Inside there has been a similar quantum upward shift in quality as we saw when the current C-Class came along. Part of that perception is also due to a more modern dashboard and general trim style than before. The instrumentation area is bigger, in part because an option is a very 'Widescreen Cockpit' touch and display screen that includes the primary instruments as well as the usual screen uses. This wasn't on the review car, but I liked the definite shape anyhow.

The centre stack of air vents and switch controls is also a clean design, easy to understand and use, with the M-B trademark analogue clock setting things off nicely. The screen is managed by the large knob on the centre console, which to my mind is the best of the variations of this system amongst the luxury car set. The optional 'touchpad' related to it was also on the review car, but it doesn’t appeal to me. Lots of chrome detailing and the review car's optional burr walnut trim also appealed to the traditionalist in me, but there are a choice of more techno trims available too which are very nice indeed.

Buyers can also choose from a range of interior designs, from relatively conservative to pretty wild, so no reason to be worried about being seen as a fuddy duddy if that's a concern. Whatever the choice, the interior of the new E-Class cossets, especially in the Avantgarde grade. Comfortable man-made leathers with seat warming, plenty of room front and rear. Lots of standard tech, including the reversing camera and Park Pilot aid, adaptive brake assist and LED headlights.

The review car was powered by the brand-new 2.0 diesel recently launched by Mercedes-Benz, with 194hp on tap and a rated CO2 emissions of 102g/km reflected in a mere €190 annual road tax. All new E-Class cars sold here are automatic, in this case the excellent 9-speed system we have already experienced in other recent models. The powertrain is smooth, responsive in a 7.3s sprint to 100km/h and overall a very nice motor to have pushing one along.

It's a RWD car, and while that is certainly appreciated by more purist drivers than I, what it also allows is an exceptionally tight turning circle. This is a big car that doesn't feel cumbersome in crowded conditions.

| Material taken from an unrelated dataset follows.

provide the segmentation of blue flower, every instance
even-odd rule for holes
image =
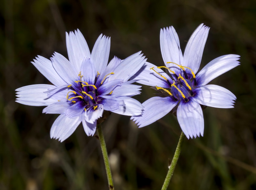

Driving any car at this level is all about the overall experience. And in the case of this latest E-Class, that's an experience which is as top drawer as it gets. Maybe there's more in the larger luxury cars, but the nice thing about the E-Class is that it neither looks nor feels like a luxury bloat. Very important as we exit the extremeness of the recession into something approaching normal times.

Once so important to the Irish market that it sold 1,700 units a year, the E-Class has lately been rolling out of showrooms at the rate of 600 annually. So happy are the distributors with the latest one, they already expect to double that in the first full year, and from there move to bring the E-Class back to where they consider to be its rightful place in the Irish luxury car firmament.

The review car in Avantgarde trim retails at €52,850 plus charges. With a half-dozen options on it, the price as driven was €56,183.

(While this review was written earlier this year, it becomes again interesting by virtue of the car being voted Irish Car of The Year 2017 in association with Continental Ireland.)